Denn nur wenige Wochen zuvor sorgte das chinesische Start-up DeepSeek für einen Schockmoment im Silicon Valley. Das KI-Modell R1 soll laut den Entwicklern von DeepSeek mit geringerem Energieverbrauch und niedrigeren Kosten laufen - und stellte damit den künftigen Bedarf an Rechenleistung in Frage. Sorgen, die man bei Nvidia für unbegründet hält, vielmehr wird erwartet, dass die Entwicklung hin zu Reasoning Models und KI-Agenten für eine Explosion des Rechenbedarfs sorgt.
Reasoning Models - wie KI das Denken lernt
Ein traditionelles Large-Language-Modell (LLM) wie ChatGPT-4 antwortet auf eine gestellte Frage sofort.
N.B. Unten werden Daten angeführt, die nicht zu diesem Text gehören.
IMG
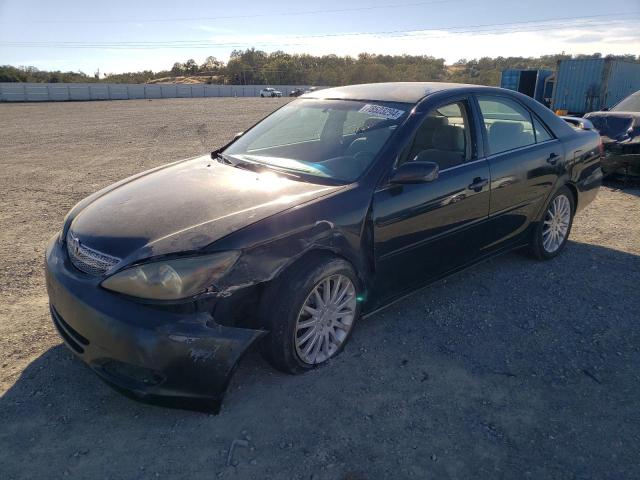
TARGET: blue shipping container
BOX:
[500,69,553,105]
[552,58,640,115]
Reasoning Modelle gehen komplexe Aufgaben hingegen Schritt für Schritt an. Dabei denken sie gewissermaßen hin und her, und prüfen verschiedene Lösungswege, bevor sie eine Antwort liefern. Die dabei produzierten Datenmengen sind so groß, dass die Rechenleistung deutlich steigen muss, um schnell genug eine Antwort zu liefern. "Nutzer werden nicht bereit sein, zehnmal so lange zu warten, nur weil eine Antwort auf zehnmal mehr Daten basiert", erklärte Jensen Huang.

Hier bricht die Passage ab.